O governo federal anuncia hoje o marco regulatório que guiará a exploração de petróleo da camada do pré-sal. O presidente Lula, decidido a vender a esperança de que o pré-sal financiará a redenção econômica e social do Brasil, quer transformar o evento numa espécie de celebração nacional, com a presença de ministros, governadores, artistas e sindicalistas. Mas faltou convidar o meio ambiente para a festa.
Desde que o país foi informado sobre a quantidade de petróleo estocada na camada do pré-sal, discutiu-se muita coisa. Debateu-se técnicas para retirar tanta riqueza de área tão profunda, formas de financiar a sua exploração e até a criação de uma outra estatal petrolífera. Os governadores correram atrás de royalties que ainda nem existem para seus estados. O governo federal prometeu que com o dinheiro desse petróleo, acabará de vez com a pobreza.

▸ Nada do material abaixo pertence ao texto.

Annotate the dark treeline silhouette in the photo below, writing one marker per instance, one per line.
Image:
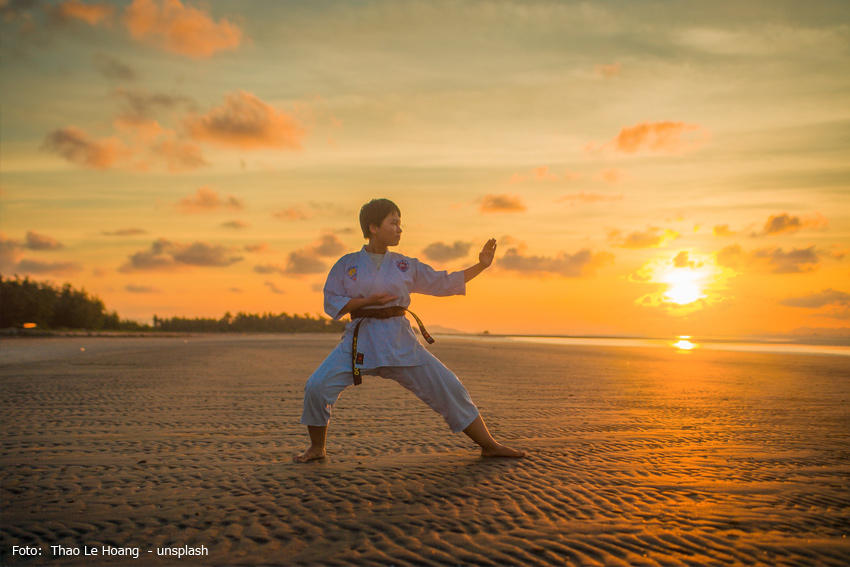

Mas a única vez, em meio à cacofonia do pré-sal, que se discutiu seus aspectos ambientais foi por iniciativa da imprensa, que procurou a Petrobras para saber o que a empresa pretendia fazer acerca das emissões de carbono geradas pela exploração dos novos poços. Ela respondeu que pretendia usar a tecnologia de Captura e Armazenamento em Carbono, conhecida a partir de sua sigla em inglês, CCS, para impedir a emissão das milhões de toneladas contidas nos poços do pré-sal.
"A questão é que essa tecnologia é experimental e não estaria tecnicamente viável antes de 2030" diz Ricardo Baitelo, coordenador da Campanha de Energia do Greenpeace. Além desses obstáculos, a CCS também terá que ultrapassar barreiras financeiras. "O custo total do uso da CCS para capturar o que se estima seja algo entre 12 e 18 bilhões de toneladas de carbono contidas no pré-sal pode chegar ao longo de todo o ciclo de exploração a centenas de bilhões de reais", continua Baitelo.
Cálculos do Greenpeace indicam que, se a CCS não cumprir tudo o que a tecnologia promete, e o Brasil estiver usando todas as reservas estimadas do pré-sal, estaremos emitindo ao longo dos próximos 40 anos em torno de 1,3 bilhão de toneladas de CO2 por ano só com refino, abastecimento e queima de petróleo.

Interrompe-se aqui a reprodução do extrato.